Tyranny Of the Minority

Jack L. Levin

November 03, 1990|By Jack L. Levin

PRESIDENT BUSH'S 16 vetoes of legislation supported by a majority of Congress raises questions about the balance of powers in our democracy. His veto of the civil-rights bill was sustained by one vote in the Senate -- 66 to 34 to override.

The veto (it means ''I forbid'') has come full-circle from its original intent. In ancient Rome it was used by the tribune to protect the plebes from harm and injustice by the patricians. I think it was used thus also 2,000 years later by Franklin D. Roosevelt against old-guard fossils obstructing the New Deal.

President Bush often uses his veto to protect corporate patricians against rambunctious plebes and middle-class folks. By sustaining his vetoes, minority Republicans in Congress exercise unjustifiable power over legislation.

In Colonial America, the absolute veto power over local laws, as wielded by the king and his governors, provoked Maryland burgesses to refuse to recognize any veto right. Said one: ''He has refused to Assent to Laws, the most wholesale and `f necessary to the public good.''

Nevertheless, the founding fathers, after debate, designed their new system of checks and balances to enable the president to oppose ''the tyranny of a legislative majority'' and to give him time to appeal to the public. Article I, Section 7 of the Constitution does not mention ''veto,'' only presidential ''objections.''

Resistance to the two-thirds requirement to override developed soon after adoption of the Constitution. Several attempts were made to permit override of a veto by a simple majority vote of both houses. Such efforts need to be resumed. The veto provision was never intended to give the president the sweeping power of an autocrat and assure the tyranny of the minority.

No matter how isolated from majority opinion, the president sits in the driver's seat. With the single exception of 1975, the year after President Ford pardoned Richard Nixon, there has hardly been a time when the president, with a little arm-twisting, could not muster his sustaining one-third bloc. The Democratic majority's batting average was .033 -- 75 overrides in 2,260 vetoes -- up to Mr. Ford's time. Under Mr. Bush, the majority has batted .000 -- not much to cheer about if you're rooting for power to the people.

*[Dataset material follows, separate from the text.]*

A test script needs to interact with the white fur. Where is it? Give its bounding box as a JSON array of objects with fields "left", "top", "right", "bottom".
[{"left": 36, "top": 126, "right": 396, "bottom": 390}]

If a two-thirds vote is needed to oppose the president, why not a two-thirds popular vote to elect him? Conversely, if a simple majority of voters -- without the device of the Electoral College -- can make a president, why shouldn't a simple majority of Congress be sufficient to defeat fixed ideas that he insists on imposing on the disenfranchised majority?

Where is the balance of powers in this one-third majority rule?

Mr. Levin is a Baltimore business man.